White blood cell counts, blood cultures to identify the specific bacteria involved, and markers of organ function (kidney, liver, clotting) round out the picture. The key principle in the latest guidelines: sepsis should never be ruled in or ruled out based on a single biomarker or test. It’s always the pattern that matters.

How Sepsis Progresses to Septic Shock

Sepsis exists on a spectrum. In its early stage, the body’s immune response to infection starts causing widespread inflammation that can damage organs. If it progresses, blood pressure drops dangerously low and organs begin to fail. Septic shock is defined by two specific thresholds: blood pressure so low it requires medication to keep it at a minimally safe level, combined with a blood lactate level above 2 mmol/L despite receiving fluids. At this stage, even with aggressive treatment in an intensive care unit, the mortality rate climbs steeply.
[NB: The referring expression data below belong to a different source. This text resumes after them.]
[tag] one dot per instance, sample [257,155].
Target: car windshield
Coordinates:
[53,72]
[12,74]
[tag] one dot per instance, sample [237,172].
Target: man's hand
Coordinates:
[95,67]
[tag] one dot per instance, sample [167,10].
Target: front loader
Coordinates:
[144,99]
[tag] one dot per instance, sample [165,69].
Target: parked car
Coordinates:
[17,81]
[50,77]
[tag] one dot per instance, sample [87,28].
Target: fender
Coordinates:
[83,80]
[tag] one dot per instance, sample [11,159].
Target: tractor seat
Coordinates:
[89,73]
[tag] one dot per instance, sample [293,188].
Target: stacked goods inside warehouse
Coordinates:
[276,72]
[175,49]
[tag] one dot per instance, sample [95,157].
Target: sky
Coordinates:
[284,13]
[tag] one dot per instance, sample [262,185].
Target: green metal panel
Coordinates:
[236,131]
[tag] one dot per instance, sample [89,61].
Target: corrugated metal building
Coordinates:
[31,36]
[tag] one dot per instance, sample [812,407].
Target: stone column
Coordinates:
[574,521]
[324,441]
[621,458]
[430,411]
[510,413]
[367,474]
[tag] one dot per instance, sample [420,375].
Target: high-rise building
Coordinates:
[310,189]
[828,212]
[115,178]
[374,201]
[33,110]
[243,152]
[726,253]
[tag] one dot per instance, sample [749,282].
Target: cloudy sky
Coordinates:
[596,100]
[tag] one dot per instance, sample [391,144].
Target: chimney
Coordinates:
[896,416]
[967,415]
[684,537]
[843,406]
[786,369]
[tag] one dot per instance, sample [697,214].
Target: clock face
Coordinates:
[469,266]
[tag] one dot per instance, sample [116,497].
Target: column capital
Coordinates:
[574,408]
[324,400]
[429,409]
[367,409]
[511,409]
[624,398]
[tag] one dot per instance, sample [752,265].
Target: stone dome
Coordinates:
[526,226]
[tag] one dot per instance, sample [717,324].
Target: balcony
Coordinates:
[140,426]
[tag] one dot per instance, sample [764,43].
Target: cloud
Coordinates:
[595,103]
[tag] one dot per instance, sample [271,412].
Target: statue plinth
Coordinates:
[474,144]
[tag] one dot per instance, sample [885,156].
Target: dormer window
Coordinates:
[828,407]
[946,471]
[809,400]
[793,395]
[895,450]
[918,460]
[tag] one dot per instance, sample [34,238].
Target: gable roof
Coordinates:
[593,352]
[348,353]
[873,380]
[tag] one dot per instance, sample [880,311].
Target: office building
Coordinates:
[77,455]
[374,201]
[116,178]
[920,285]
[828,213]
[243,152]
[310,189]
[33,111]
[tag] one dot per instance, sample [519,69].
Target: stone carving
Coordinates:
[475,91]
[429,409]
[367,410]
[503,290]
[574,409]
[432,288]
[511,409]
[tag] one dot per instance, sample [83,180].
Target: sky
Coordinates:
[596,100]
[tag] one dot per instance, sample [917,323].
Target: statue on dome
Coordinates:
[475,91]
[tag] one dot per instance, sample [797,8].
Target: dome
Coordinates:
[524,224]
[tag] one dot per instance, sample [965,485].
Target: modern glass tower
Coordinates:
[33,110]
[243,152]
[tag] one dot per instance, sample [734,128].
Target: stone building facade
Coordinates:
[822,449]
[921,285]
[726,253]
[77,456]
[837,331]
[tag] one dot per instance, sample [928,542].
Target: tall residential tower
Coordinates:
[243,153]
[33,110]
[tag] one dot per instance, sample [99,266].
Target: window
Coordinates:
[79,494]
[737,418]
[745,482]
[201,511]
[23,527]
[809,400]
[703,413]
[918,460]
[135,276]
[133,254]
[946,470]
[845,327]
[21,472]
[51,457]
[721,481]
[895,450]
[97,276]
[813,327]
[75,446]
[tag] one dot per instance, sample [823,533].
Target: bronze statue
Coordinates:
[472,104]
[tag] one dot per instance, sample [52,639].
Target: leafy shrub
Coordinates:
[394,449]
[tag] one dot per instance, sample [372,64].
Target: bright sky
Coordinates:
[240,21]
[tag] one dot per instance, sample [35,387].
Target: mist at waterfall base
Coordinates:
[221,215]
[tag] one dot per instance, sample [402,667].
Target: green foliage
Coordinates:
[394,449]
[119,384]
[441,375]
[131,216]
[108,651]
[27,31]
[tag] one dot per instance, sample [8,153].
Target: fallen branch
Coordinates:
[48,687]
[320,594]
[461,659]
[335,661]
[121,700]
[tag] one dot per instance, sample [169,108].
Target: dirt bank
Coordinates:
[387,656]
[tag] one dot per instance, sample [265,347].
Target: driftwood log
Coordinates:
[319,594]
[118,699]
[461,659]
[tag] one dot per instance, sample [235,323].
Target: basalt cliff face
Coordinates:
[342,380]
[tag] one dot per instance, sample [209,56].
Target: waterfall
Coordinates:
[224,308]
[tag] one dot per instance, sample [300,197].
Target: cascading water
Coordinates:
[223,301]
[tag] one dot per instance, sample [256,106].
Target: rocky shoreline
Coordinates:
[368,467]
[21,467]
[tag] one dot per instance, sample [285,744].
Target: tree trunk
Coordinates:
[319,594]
The progression from early sepsis to shock can happen in hours. That speed is exactly why recognizing the early physical signs matters so much. A person who seemed to have a manageable infection in the morning can be critically ill by evening. The combination of a known or suspected infection with any of the warning signs listed above, particularly confusion, rapid breathing, and a racing heart, warrants emergency medical attention rather than a wait-and-see approach.

Recognizing Sepsis at Home

You won’t have access to blood tests or scoring tools at home, so focus on what you can observe. If someone has a known infection (or has recently had surgery, a wound, or a medical procedure) and develops a combination of fever or chills, a heart rate you can feel racing even at rest, breathing that seems faster or more labored than normal, or any change in mental clarity, treat it as an emergency.

Skin changes are another practical clue. Skin that looks pale, blotchy, or bluish, or feels cold and clammy to the touch, suggests circulation is compromised. In children, watch for a rash with spots that don’t blanch when pressed. A simple way to check: press a clear glass against the rash. If the spots remain visible through the glass, that’s a concerning sign.

The phrase medical professionals use to describe the right level of concern is “could this be sepsis?” If the answer is even maybe, the safest course is to seek emergency care and say the word “sepsis” when you arrive. Naming it helps ensure the medical team screens for it immediately rather than working through a slower diagnostic process.